Another point of discussion regarding the benefits of walking is when to start regular PA. Thus, the authors rightly identified age as a potential differentiating factor, which we addressed in our previous analysis, suggesting a significantly lesser impact of physical activity in older versus younger adults (42.3 vs. 48.7% all-cause death reduction [5]), supporting the “earlier, the better” approach for starting PA. Interestingly, the authors’ results appear to contradict the aforementioned findings. Nonetheless, similarly to our results, the greatest effect on outcomes was achieved with higher step counts for younger versus older adults (in our study, 7–13 and 6–10 thousand, respectively) [5]. However, the authors’ results might suggest that this is associated with a greater reduction of the investigated outcomes for older adults (especially for CVD incidence) [1]. Therefore, this issue still requires further investigation, and we cannot yet conclude whether differing step targets should be recommended for younger and older adults.

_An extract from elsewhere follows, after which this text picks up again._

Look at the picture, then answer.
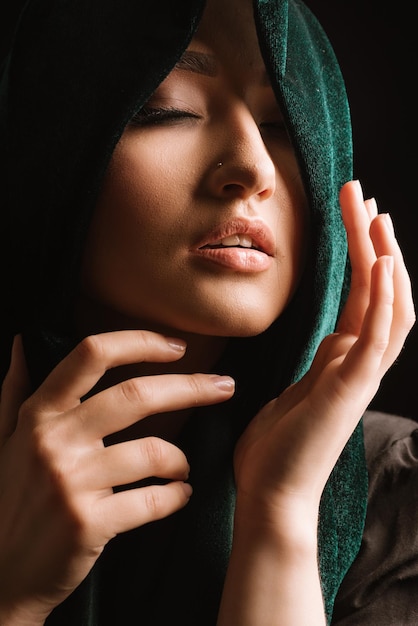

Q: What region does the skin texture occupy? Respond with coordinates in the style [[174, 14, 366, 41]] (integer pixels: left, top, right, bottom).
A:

I believe we should also exercise caution with the wording, as we faced similar challenges after publication of our meta-analysis, which suggested significant health benefits at as few as 4000 steps/day [5]). Presenting in the meta-analysis the statistical attenuation or lack of improvement at 7000 steps and beyond for some of the investigated outcomes could be demotivating for many who currently achieve more than 7000 steps/day, particularly given that the authors’ results actually indicate the contrary. Examining the authors’ results for 12,000 steps, we observe a greater reduction, with, for example, a doubling of the risk reduction for cancer incidence (from 6 to 12%) and an additional 8% increase in all-cause death risk reduction (from 47% to 55%). Furthermore, there is a significant benefit above 7000 steps/day for all-cause mortality, cardiovascular disease incidence, cancer mortality, dementia and depressive symptoms, suggesting that more is better for longevity [1]. It would also be useful to ascertain the degree to which changes of 500 steps/day (rather than 1000/day), as assessed in our analysis, which demonstrated a further 7% reduction in cardiovascular mortality for every 500-step increase [5], might be beneficial, as this could be far more motivating for the stepwise increase in daily step count for our patients.

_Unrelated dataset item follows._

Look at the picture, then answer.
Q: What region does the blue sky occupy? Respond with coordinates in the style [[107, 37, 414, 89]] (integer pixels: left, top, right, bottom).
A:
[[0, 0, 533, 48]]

Despite some of the aforementioned points that may still raise questions for discussion, the authors of the meta-analysis [1] deserve congratulations for their remarkable effort and critically important results. Based on these findings and numerous other available data suggesting a significant association between daily steps and health outcomes [13], I firmly believe that, similarly to the recent International Lipid Expert Panel (ILEP) recommendations on simple tips for a healthy heart (ILEP-SMILE), which include step counts as part of the guidance (at least 4,000 steps per day; preferably 6–13,000 depending on age; and the more the better up to 20,000 steps/day) [10], daily step counts should be incorporated into all forthcoming guidelines (Figure 1).